WITH the sale of tax-efficient independent savings accounts (ISAs) in full swing ahead of the end of the financial year on April 5, Salisbury financial adviser Bob Collom is warning of three important changes affecting investors.

Mr Collom, from the Salisbury office of Thomson's Group, said the most significant was the time limit set by Chancellor of the Exchequer Gordon Brown on the top amount that it is possible to shelter from tax in an ISA each year.

"At the moment the maximum is £7,000 a year, of which £3,000 can be in the mini-cash ISA version," he said.

"But the Chancellor has ruled that from 2006-07, the limits will be reduced to £5,000 and £1,000 respectively.

"Investors need to make sure they maximise their tax-free opportunities while the going is good."

Mr Collom said the second change was that life insurance funds would count as investments for stocks and shares ISAs from April 2005, thereby removing the need for separate insurance ISAs.

The third change was the withdrawal of tax credits on share dividends, from April 6 this year.

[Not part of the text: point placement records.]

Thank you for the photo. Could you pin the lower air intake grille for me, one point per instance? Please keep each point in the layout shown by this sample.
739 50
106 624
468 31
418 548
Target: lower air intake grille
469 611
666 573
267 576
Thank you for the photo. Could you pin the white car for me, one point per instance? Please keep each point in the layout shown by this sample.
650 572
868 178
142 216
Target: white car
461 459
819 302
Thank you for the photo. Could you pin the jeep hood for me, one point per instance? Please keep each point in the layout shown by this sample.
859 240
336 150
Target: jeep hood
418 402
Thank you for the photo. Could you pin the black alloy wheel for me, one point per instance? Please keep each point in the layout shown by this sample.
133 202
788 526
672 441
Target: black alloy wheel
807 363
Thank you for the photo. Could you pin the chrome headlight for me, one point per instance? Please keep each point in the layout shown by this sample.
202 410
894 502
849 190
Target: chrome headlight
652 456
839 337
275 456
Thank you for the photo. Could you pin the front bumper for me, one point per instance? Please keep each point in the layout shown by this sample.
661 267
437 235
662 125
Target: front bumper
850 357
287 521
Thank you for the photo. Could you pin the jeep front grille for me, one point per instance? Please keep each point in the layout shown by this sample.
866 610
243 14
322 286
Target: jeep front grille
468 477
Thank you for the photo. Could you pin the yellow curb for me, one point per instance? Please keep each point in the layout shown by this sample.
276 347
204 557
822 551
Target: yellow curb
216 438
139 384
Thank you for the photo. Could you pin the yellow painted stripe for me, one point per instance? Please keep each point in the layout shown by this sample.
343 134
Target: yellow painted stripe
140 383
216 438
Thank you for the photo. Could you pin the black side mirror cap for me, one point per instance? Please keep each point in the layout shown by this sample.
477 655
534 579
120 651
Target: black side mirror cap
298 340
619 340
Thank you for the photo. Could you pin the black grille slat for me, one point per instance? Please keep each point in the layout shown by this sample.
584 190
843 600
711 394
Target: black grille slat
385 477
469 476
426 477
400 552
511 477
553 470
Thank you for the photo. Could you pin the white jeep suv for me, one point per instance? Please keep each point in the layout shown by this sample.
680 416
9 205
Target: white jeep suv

Mr Collom said: "This tax change affects only dividend income, so all taxpayers with bank or building society savings can still benefit from mini-cash ISAs, as they will get their interest tax free.

"It is also worth remembering that you can't carry your annual ISA entitlement forward from one tax year to the next, so unless you invest before April 5, you will lose this year's allowance."